Load Data (TMT)
Here, we are directly working with the SummarizedExperiment data. For more information on how to create the SummarizedExperiment from a proteomics data set, please refer to the “Get Started” vignette.
The example TMT data set originates from (Biadglegne et al. 2022).
data("tuberculosis_TMT_se")
se <- tuberculosis_TMT_se
Normalization
For normalization, there are multiple functions available which can be used to normalize the data. First of all, to know which normalization methods can be applied:
get_normalization_methods()
#> [1] "GlobalMean" "GlobalMedian" "Median" "Mean"
#> [5] "IRS" "Quantile" "VSN" "LoessF"
#> [9] "LoessCyc" "RLR" "RlrMA" "RlrMACyc"
#> [13] "EigenMS" "MAD" "RobNorm" "TMM"
#> [17] "limBE" "NormicsVSN" "NormicsMedian"

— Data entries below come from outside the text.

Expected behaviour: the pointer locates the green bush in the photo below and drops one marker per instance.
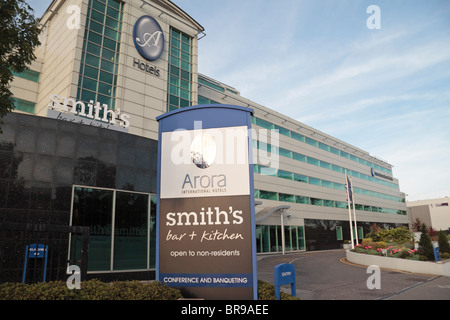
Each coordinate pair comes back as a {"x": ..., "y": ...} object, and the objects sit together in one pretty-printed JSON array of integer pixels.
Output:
[
  {"x": 266, "y": 291},
  {"x": 398, "y": 235},
  {"x": 118, "y": 290},
  {"x": 425, "y": 245},
  {"x": 90, "y": 290},
  {"x": 444, "y": 247},
  {"x": 445, "y": 255}
]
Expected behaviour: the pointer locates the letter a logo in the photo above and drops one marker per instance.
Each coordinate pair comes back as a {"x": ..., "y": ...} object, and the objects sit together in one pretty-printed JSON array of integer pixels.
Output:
[
  {"x": 374, "y": 21},
  {"x": 374, "y": 281}
]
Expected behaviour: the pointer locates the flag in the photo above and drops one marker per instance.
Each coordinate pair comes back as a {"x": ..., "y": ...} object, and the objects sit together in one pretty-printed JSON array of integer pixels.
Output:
[{"x": 348, "y": 189}]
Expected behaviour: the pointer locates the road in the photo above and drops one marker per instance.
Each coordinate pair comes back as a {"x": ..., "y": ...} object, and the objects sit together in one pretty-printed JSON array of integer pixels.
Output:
[{"x": 326, "y": 275}]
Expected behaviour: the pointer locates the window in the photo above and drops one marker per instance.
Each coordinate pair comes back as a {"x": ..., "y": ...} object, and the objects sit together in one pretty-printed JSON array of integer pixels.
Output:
[
  {"x": 23, "y": 105},
  {"x": 311, "y": 142},
  {"x": 300, "y": 178},
  {"x": 28, "y": 75},
  {"x": 283, "y": 131},
  {"x": 269, "y": 195},
  {"x": 179, "y": 89},
  {"x": 122, "y": 232},
  {"x": 312, "y": 161},
  {"x": 286, "y": 197},
  {"x": 285, "y": 174},
  {"x": 315, "y": 181},
  {"x": 339, "y": 233},
  {"x": 100, "y": 55},
  {"x": 263, "y": 123}
]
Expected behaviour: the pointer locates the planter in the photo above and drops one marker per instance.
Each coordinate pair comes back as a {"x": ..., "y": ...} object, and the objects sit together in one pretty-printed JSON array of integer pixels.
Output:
[
  {"x": 423, "y": 267},
  {"x": 347, "y": 246}
]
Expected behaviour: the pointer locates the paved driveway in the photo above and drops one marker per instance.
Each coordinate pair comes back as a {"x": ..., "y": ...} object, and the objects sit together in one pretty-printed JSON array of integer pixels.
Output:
[{"x": 325, "y": 275}]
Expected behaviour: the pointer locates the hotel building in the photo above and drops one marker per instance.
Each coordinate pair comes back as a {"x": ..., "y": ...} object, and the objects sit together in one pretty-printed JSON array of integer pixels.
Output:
[{"x": 80, "y": 149}]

You can use normalize_se()
by specifying all
normalization methods you want to apply on the data. For instance, if
you want to perform median, mean, and MAD normalization, just execute
this line:
se_norm <- normalize_se(se, c("RobNorm", "Mean", "Median"), combination_pattern = NULL)
#> RobNorm completed.
#> Mean completed.
#> Median completed.
However, you can directly also add combinations of methods. The combination pattern specifies which method to apply on top of the specified normalized data. For instance, if you want to perform IRS on top of Median-normalized data:
se_norm <- normalize_se(se, c("RobNorm", "Mean", "Median", "IRS_on_RobNorm", "IRS_on_Mean", "IRS_on_Median"), combination_pattern = "_on_")
#> RobNorm completed.
#> Mean completed.
#> Median completed.
#> IRS normalization performed on RobNorm-normalized data completed.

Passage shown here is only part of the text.